When someone announces that they a big fan of Pepper, you can be pretty much sure they will be referring to the 1967 Beatles album and not the spice native to the Western Ghats of India.
Whilst being a huge fan of the seminal music masterpiece, the spice is something to which I admit I’ve given little consideration.
Together with salt, I have generally accepted pepper as being no more than a readily available flavour enhancer.
A mere commoner of condiments, its exotic roots forgotten, I would expect pepper to be at hand at any British dining table; almost always with salt, often with Sarson’s malt vinegar and Heinz ketchup.
At some point in the 1980‘s, the ground white pepper that until then had always been a mainstay of my parents seasoning, started to be replaced on special occasions (birthdays, anniversaries, times when my dad turned his hand to posh food such as grilled steak) by a tall wooden grinder containing black peppercorns.
As the grinder creaked and crushed the corns within, I recall the aroma it released as being far more potent than the dusty pre-ground sneezing powder of an earlier generation’s kitchen table.
Over the years, in the same way that the grey squirrel has taken Darwinian theory to the extreme in ousting its red cousin from her native UK woodlands, so too has the fiery black peppercorn replaced ground pepper from our condiment collections.
The small tub of ground white pepper is an endangered species in Britain.
Here in Kampot, Cambodia, it thrives.
During the years of French colonial rule, the sleepy town of Kampot garnered a reputation for producing possibly the most flavoursome and therefore sought after pepper in the world.
With an ideal climate and soil, the market price of pepper from Kampot terroirs is approximately four times that of inferior pepper from neighbouring regions.
It is the Champagne of the pepper world, the Parma of Hambodia.
After seeing its farming heritage devastated during the Khmer Rouge rule when pepper plantations (an evil cash-crop) were replaced with other subsistence crops, Kampot pepper disappeared from the restaurant kitchens of Paris.
Now, with a newly awarded Protected Geographical Indication status to go with a resurgent pepper farm collective, the Kampot pepper is once again gracing the dishes of haute cuisine establishments.
Determined to find out why, the 0.5 and I opted to visit a plantation and gain some first hand knowledge.
Right, crib note time again.
Kampot Pepper comes in several forms, so firstly lets consider my recently established favourite, green pepper.
Harvested when still young on the vine, the Kampot green pepper drupes are served locally with all manner of seafood dishes.
Once picked, the drupes only remain fresh for a few days so to preserve their flavour.

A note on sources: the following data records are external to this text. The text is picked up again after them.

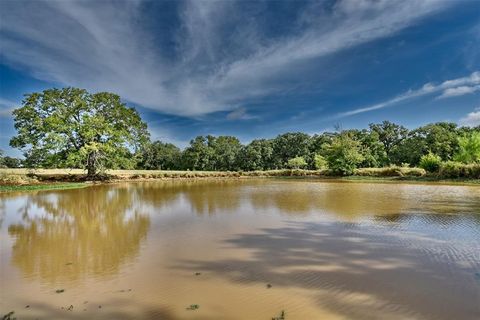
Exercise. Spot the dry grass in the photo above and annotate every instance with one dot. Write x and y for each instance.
(9, 177)
(392, 171)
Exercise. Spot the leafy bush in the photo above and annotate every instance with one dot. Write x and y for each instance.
(343, 154)
(453, 169)
(297, 163)
(320, 162)
(430, 162)
(469, 148)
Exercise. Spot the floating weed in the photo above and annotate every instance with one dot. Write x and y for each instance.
(193, 307)
(9, 316)
(281, 317)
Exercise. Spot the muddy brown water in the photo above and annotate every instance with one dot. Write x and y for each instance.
(242, 249)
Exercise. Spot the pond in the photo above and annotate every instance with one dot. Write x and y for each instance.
(242, 249)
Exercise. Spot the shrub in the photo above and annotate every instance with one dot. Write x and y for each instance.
(343, 154)
(453, 169)
(320, 162)
(297, 163)
(469, 148)
(430, 162)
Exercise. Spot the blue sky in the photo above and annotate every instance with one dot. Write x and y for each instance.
(250, 69)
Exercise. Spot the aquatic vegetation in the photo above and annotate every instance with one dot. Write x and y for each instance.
(193, 307)
(9, 316)
(280, 317)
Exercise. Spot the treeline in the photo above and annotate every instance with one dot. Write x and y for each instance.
(341, 152)
(72, 128)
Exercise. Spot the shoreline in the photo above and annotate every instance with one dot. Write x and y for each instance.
(12, 180)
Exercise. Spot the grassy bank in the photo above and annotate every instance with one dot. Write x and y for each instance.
(42, 186)
(29, 179)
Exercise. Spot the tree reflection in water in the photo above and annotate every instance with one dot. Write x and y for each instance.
(78, 233)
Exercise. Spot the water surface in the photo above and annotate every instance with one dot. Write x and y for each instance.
(242, 249)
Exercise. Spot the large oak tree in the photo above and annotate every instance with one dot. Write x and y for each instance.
(71, 127)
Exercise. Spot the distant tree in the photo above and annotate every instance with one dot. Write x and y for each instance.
(199, 155)
(10, 162)
(390, 134)
(297, 163)
(72, 127)
(161, 156)
(320, 162)
(343, 154)
(430, 162)
(371, 148)
(290, 145)
(257, 155)
(225, 152)
(469, 148)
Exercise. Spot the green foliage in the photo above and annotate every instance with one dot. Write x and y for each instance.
(10, 162)
(257, 155)
(469, 148)
(290, 145)
(297, 163)
(160, 156)
(430, 162)
(320, 162)
(343, 154)
(453, 170)
(389, 134)
(74, 128)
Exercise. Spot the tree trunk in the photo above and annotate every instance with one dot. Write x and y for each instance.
(92, 164)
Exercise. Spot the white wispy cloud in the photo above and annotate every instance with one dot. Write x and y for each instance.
(449, 87)
(6, 107)
(240, 114)
(472, 119)
(104, 46)
(459, 91)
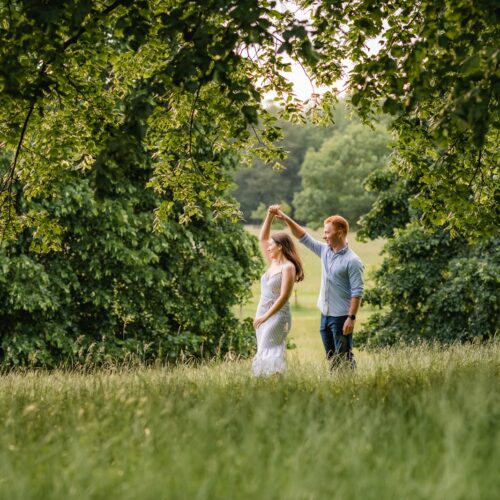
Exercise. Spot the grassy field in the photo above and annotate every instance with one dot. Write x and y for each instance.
(411, 423)
(305, 316)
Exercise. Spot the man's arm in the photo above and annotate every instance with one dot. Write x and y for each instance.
(299, 232)
(353, 309)
(356, 280)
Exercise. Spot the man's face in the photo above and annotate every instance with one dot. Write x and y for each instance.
(332, 235)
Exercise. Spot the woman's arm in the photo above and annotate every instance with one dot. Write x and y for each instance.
(287, 282)
(265, 233)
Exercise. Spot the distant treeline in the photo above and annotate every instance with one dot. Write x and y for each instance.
(324, 172)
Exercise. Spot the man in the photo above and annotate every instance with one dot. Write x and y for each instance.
(341, 284)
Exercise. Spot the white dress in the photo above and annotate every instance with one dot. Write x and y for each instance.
(271, 335)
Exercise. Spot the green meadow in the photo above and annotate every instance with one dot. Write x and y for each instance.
(410, 423)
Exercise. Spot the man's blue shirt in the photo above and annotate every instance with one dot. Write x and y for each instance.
(341, 277)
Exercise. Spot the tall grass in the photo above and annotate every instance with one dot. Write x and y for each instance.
(419, 422)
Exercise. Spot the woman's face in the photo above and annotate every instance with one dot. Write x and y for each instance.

This accounts for their relative unfamiliarity in the UK.
To create greater staying power for the possibility of export, immature green pepper drupes are dried in the sun for several days, during which time the pepper around the seed shrinks and darkens into a thin, wrinkled black layer known as a black peppercorn.
The Kampot black pepper is at once powerful, spicy and tasty, but the green?
Oh, the green!
So this is what all the fuss is about. I get it now.

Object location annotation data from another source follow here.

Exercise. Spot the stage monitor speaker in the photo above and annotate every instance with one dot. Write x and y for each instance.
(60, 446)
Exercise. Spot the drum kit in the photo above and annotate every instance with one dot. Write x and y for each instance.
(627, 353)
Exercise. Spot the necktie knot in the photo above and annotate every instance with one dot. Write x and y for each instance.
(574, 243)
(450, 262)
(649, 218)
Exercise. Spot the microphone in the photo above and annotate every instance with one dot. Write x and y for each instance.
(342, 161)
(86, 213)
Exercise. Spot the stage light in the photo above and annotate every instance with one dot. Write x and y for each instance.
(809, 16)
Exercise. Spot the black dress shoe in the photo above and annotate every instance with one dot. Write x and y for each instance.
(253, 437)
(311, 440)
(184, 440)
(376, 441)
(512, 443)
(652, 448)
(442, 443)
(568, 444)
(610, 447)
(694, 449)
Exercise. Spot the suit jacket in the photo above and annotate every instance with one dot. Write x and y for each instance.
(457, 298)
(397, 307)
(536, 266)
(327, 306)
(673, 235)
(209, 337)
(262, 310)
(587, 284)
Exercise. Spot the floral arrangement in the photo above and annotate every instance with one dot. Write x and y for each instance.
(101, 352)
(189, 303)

Almost chilli like in its assault on the mouth, to chew your first green pepper freshly picked from the vine is to open a whole new world of taste sensation as it explodes on the palate with a delightfully ripe pepperiness.
But it doesn’t stop there.
To create red pepper, the drupe may be harvested when fully mature during which time it should have developed a sugary sweetness and a powerful fruity aroma.
White Pepper is then obtained by soaking red peppers in water for a few days to remove the fleshy outer layer before drying.
Kampot red and white peppers are extremely rare due to the difficulty in harvesting fully mature pepper.
Only a few hundred kilos are produced each year, and this extra processing means that much sought after Kampot white pepper is sold at a premium.
Upon finishing our tour of the pepper plantation and having already been guided through a minefield by some teenage boys earlier in the day, we decided to taste the local piece de resistance, peppered crab, at a restaurant in nearby Kep.
Kep is a colonial era resort town whose villas are slowly being restored to their former glories. It is positively mediterranean in its look and feel, and boasts a famous crab market where it is said the seafood is as fresh as it gets.
I beg to differ.
At the seafront restaurant to which out tuk-tuk driver took us (commissioned, naturally), we actually saw the crabs we were to eat being picked from the pots which bobbed just off the shoreline.
The resulting dish was superb even if the crab proved a wee bit too cumbersome for the 0.5’s liking, though I (literally) cracked on, taking almost an hour to polish off the entire plate of crustaceans that sat before us.
The fresh green pepper provided a suprisingly subtle sauce whist the fruits were temptingly fiery to chew upon.
The good old, humble pepper, eh?
And not a dodgy, scouse moustache nor sitar to be seen.